The same figures of the 1980s who took arms against Saddam in guerrilla wars are now traveling to Iran as “Iraqi statesmen” and the same alliance has helped strengthen mutual trust and friendship between the two countries. Political leaders such as Jalal Talabani, Nuri al-Maliki and Abdelaziz Hakim are among those leaders who have now laid the foundation stone for new relations between Baghdad and Tehran.

Despite all the existing potentials in relations between Iran and Iraq, there are some outstanding issues too and it seems that repeated visits to Iran by Iraqi officials and their consultations in Tehran aim at final resolution of these issues. These include continued presence of remnants of the terrorist Mujahedin Khalq Organizations (MKO) in Iraq, issues pertaining to the imposed war, question of war reparations, implementation of the 1976 Algiers Accord, etc. In order to remove all dark points and ambiguities in future relations in the coming decades, Iran and Iraq should settle these issues once and forever.

The necessity of expelling the MKO members from Iraq which was underlined in the Supreme Leader’s remarks in a recent meeting with Iraqi President Jalal Talabani is the key to final settlement of the outstanding issues between Iran and Iraq.
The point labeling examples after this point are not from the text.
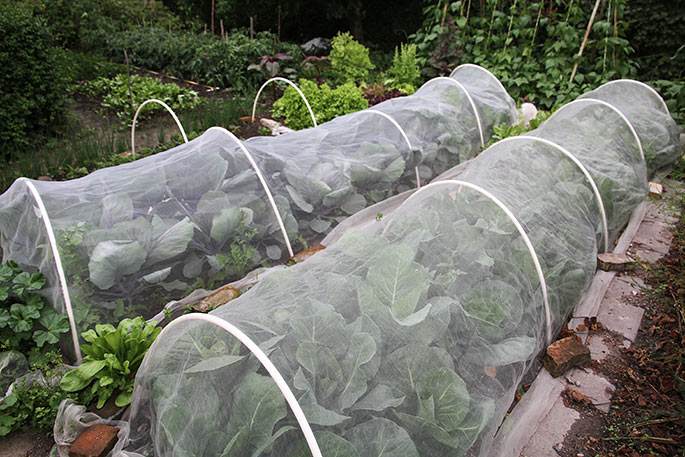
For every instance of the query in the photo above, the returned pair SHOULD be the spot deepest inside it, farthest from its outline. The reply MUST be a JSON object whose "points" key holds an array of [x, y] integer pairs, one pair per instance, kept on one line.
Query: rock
{"points": [[610, 261], [95, 441], [316, 46], [216, 299], [655, 190], [304, 255], [565, 354]]}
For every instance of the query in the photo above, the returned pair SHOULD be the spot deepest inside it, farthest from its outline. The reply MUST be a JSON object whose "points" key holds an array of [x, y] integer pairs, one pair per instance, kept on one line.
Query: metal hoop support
{"points": [[263, 359], [133, 127], [404, 135], [640, 83], [612, 107], [517, 224], [262, 181], [278, 78], [574, 159], [468, 96], [58, 265], [499, 83]]}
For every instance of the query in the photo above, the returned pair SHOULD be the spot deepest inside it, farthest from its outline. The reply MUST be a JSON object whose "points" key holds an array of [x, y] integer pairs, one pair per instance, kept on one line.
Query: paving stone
{"points": [[551, 432], [565, 354], [610, 261], [95, 441], [593, 386]]}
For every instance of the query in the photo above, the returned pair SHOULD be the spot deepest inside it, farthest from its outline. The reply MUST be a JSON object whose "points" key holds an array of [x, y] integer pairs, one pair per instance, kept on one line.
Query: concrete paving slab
{"points": [[594, 386], [620, 317], [551, 432], [599, 350]]}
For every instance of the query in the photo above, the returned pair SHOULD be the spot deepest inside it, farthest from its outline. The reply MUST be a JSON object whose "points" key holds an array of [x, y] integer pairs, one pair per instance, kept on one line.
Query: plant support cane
{"points": [[582, 45]]}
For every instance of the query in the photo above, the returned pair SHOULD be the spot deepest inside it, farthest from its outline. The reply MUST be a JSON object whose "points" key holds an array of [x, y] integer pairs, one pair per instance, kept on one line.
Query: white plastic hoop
{"points": [[517, 224], [578, 163], [468, 96], [262, 181], [133, 127], [612, 107], [651, 89], [404, 135], [58, 264], [499, 83], [263, 359], [278, 78]]}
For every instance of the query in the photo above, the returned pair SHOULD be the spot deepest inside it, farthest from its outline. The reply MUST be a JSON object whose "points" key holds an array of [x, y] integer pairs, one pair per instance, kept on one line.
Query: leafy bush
{"points": [[33, 82], [26, 322], [349, 59], [404, 72], [116, 95], [112, 359], [199, 57], [34, 405], [326, 103], [532, 49]]}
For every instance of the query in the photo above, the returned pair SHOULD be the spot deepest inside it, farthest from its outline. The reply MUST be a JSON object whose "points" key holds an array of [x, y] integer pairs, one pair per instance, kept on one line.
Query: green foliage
{"points": [[33, 81], [349, 59], [199, 57], [26, 322], [404, 72], [530, 47], [116, 96], [34, 406], [112, 360], [326, 103]]}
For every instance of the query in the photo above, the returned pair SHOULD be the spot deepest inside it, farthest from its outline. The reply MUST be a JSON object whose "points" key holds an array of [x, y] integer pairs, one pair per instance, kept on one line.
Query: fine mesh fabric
{"points": [[133, 237], [408, 336], [647, 112]]}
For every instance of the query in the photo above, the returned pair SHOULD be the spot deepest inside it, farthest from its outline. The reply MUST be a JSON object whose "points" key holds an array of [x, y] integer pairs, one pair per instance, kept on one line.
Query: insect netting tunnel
{"points": [[123, 241], [408, 336]]}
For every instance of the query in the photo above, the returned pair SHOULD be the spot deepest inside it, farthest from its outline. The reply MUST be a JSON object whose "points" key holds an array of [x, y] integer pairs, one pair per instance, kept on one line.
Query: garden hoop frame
{"points": [[404, 135], [58, 265], [135, 117], [519, 228], [260, 176], [263, 359], [579, 164], [278, 78]]}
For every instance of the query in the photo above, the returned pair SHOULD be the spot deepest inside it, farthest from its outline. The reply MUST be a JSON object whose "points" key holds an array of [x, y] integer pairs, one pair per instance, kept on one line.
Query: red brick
{"points": [[564, 354], [95, 441]]}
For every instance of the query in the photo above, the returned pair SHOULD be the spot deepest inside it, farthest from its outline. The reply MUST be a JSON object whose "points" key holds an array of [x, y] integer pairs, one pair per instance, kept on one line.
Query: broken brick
{"points": [[610, 261], [564, 354], [95, 441]]}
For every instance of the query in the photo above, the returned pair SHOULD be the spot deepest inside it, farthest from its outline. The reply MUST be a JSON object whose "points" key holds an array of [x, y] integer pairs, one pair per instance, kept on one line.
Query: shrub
{"points": [[404, 72], [116, 95], [326, 103], [33, 82], [349, 59]]}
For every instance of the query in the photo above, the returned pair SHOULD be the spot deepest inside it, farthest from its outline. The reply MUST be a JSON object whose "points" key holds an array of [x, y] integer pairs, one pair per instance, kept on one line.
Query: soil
{"points": [[647, 416]]}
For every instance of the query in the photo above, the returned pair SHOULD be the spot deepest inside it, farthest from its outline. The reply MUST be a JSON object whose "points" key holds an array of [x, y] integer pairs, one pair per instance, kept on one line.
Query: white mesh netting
{"points": [[409, 334]]}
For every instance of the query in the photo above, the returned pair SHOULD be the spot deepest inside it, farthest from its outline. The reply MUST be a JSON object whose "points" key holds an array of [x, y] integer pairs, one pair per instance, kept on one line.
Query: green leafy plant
{"points": [[34, 405], [349, 59], [326, 103], [27, 324], [116, 96], [112, 360], [404, 74]]}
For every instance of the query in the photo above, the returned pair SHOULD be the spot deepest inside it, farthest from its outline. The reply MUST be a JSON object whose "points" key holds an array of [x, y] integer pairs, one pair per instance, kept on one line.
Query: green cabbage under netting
{"points": [[408, 336], [133, 237]]}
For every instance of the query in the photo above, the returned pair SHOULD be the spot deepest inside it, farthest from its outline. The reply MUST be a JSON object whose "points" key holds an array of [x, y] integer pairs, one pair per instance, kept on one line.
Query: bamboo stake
{"points": [[582, 45]]}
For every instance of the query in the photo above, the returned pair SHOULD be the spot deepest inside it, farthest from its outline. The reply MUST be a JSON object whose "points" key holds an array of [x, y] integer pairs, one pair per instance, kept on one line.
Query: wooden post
{"points": [[587, 34]]}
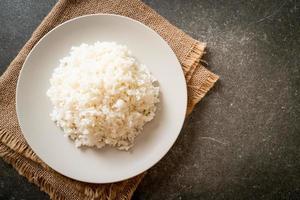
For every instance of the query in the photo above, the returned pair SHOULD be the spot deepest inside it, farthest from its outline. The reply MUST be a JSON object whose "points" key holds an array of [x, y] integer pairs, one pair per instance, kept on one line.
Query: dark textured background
{"points": [[243, 139]]}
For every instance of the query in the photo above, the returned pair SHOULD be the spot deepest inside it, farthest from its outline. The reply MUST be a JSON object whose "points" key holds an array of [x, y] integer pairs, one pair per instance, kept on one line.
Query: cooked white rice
{"points": [[102, 96]]}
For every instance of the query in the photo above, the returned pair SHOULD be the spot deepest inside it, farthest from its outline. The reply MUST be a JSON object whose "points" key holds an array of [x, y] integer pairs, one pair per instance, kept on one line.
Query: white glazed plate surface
{"points": [[107, 164]]}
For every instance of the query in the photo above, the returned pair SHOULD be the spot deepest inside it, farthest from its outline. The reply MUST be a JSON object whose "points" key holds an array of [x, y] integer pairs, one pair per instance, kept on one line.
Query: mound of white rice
{"points": [[102, 95]]}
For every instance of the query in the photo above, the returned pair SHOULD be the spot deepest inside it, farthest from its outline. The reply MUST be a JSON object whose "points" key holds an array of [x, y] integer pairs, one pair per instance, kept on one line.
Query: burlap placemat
{"points": [[13, 147]]}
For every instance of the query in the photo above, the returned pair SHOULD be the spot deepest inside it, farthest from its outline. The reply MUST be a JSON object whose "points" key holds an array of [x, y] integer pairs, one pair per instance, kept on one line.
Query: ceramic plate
{"points": [[107, 164]]}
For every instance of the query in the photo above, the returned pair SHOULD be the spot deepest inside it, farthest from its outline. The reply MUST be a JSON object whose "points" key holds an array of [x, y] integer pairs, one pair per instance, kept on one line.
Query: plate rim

The Iraqi side is expected to show its resolve in full and unconditional ouster of the MKO from Iraq.

The strategy of enemies of Iran-Iraq relations, particularly after the forthcoming withdrawal of the US troops from Iraq, could be to keep some outstanding issues between the two countries so that they could pit the two superior powers of the Middle East against one another in appropriate time to serve their own interests.

Another angle of Talabani’s recent visit to Tehran must be sought in the issue of Iran-US talks. Let’s not forget that Iraq was the first pretext for Tehran-Washington talks. Under the current situation that rumors on possible negotiations between IRI and US are rampant, the recent shuttles could have aimed at preparing the ground for future talks between Tehran and Washington. Iraq maintains very close ties with Iran and the US and wants to find a new place in regional relations by playing the role of a reliable mediator between Tehran and Washington.